Danglard sabía perfectamente que estaba desvariando y que en otras circunstancias habría defendido un punto de vista más matizado, pero esa mañana no tenía la cabeza para eso.

– Tendrá que perdonarme por no haberle tenido al corriente de todo -dijo Adamsberg a Danglard-, pero hasta esta mañana no he tenido ninguna razón para estar seguro de mí. No quería arrastrarle a intuiciones sin fundamento, que usted habría podido reducir a cenizas razonando equilibradamente. Sus razonamientos me influyen, Danglard, y no quería correr el riesgo de que me influyeran antes de esta mañana. Si no, habría podido perder una pista.

– ¿La pista de la manzana podrida?

– Sobre todo la pista de los círculos. Esos círculos que tanto he detestado. Aún más cuando Vercors-Laury confirmó que no se trataba de una manía auténtica.
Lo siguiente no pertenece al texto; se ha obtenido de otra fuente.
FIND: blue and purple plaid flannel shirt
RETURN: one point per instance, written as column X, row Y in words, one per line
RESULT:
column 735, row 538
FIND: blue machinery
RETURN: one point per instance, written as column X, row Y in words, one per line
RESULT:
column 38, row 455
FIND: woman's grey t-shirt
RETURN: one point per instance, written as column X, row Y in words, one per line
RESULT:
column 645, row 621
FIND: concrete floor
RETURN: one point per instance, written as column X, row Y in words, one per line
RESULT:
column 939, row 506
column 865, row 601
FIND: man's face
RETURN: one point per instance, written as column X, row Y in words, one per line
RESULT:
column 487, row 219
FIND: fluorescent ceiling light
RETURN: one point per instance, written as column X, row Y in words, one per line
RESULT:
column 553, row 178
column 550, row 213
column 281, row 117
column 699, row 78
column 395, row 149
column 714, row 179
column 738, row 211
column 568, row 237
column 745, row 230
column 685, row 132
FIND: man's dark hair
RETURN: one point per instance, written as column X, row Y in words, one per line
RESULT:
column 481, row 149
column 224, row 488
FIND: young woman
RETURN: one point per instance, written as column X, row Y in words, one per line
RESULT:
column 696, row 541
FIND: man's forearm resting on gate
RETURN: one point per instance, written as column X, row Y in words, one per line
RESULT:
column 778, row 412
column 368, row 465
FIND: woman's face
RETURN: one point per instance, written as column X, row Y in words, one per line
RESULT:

Nada en los círculos señalaba una verdadera obsesión. Sólo se parecía a una obsesión, a la idea preconcebida que se puede tener de ella. Por ejemplo, Danglard, usted dijo que el hombre variaba su forma de actuar: unas veces trazaba el círculo de un solo trazo, otras en dos partes, y otras incluso con forma ovalada. Pero ¿cree que un maníaco habría podido tolerar semejante laxismo? Un maníaco regula su universo casi al milímetro. Si no, no vale la pena tener una manía. Una manía se forma para organizar el mundo, para constreñirlo, para poseer lo imposible, para protegerse de él. Así que unos círculos así, sin fecha fija, sin objeto fijo, sin lugar fijo, sin un trazado fijo, significaban una manía de pacotilla. Y el círculo ovalado de la Rué Bertholet, alrededor de Delphine Le Nermord, fue su gran error.

– ¿Cómo es posible? -preguntó Castreau-. ¡Mirad! ¡Ahí está el macho! ¡Ahí está el macho con su pico amarillo!

– El círculo era ovalado porque la acera era estrecha. Cualquier maníaco no lo habría podido soportar. Habría ido tres calles más lejos, y todo arreglado. Si el círculo estaba ahí, es porque tenía que estar ahí, a medio camino de la ronda de los agentes, en una calle oscura que permitía el crimen. El círculo era ovalado porque no había medio de matar a Delphine Le Nermord en otra parte, en un ancho boulevard. Demasiados polis por todas partes, se lo dije, Danglard. Necesitaba protegerse, matar allí donde fuera más seguro. Entonces, qué importaba el círculo, sería más estrecho. Una dramática metedura de pata para un maníaco de pacotilla.

– Esa noche, ¿usted sabía que el hombre de los círculos era el asesino?

– Al menos sabía que los círculos eran pésimos círculos. Falsos círculos.

– Entonces Le Nermord interpretó bien su papel. Ante mí también lo interpretó bien, ¿verdad? Su terror, sus sollozos, su fragilidad, y luego su confesión, y luego su inocencia. Mentiras.

– Lo interpretó muy bien. A usted, Danglard, le convenció. Incluso el juez de instrucción, que es desconfiado por naturaleza, consideró imposible que fuera culpable. ¿Asesinar a su propia esposa en uno de sus propios círculos? Impensable. Sólo había que dejarle en libertad y dejarse conducir a donde quería conducirnos. Hasta el culpable que nos había fabricado, la vieja Clémence. Yo no hice nada más. Me dejé llevar.

– El mirlo ha encontrado un regalo para la mirla -dijo Castreau-. Es un trocito de aluminio.

– ¿No te interesa lo que estamos diciendo? -preguntó Danglard.

– Sí, pero no quiero que parezca que escucho atentamente porque tendría la impresión de ser un imbécil. No me habéis observado, pero os aseguro que reflexioné mucho sobre este asunto. A la única conclusión que llegué fue que Le Nermord tenía algo de peligroso. Pero no llegué más lejos. Como todos nosotros, me dediqué a buscar a Clémence.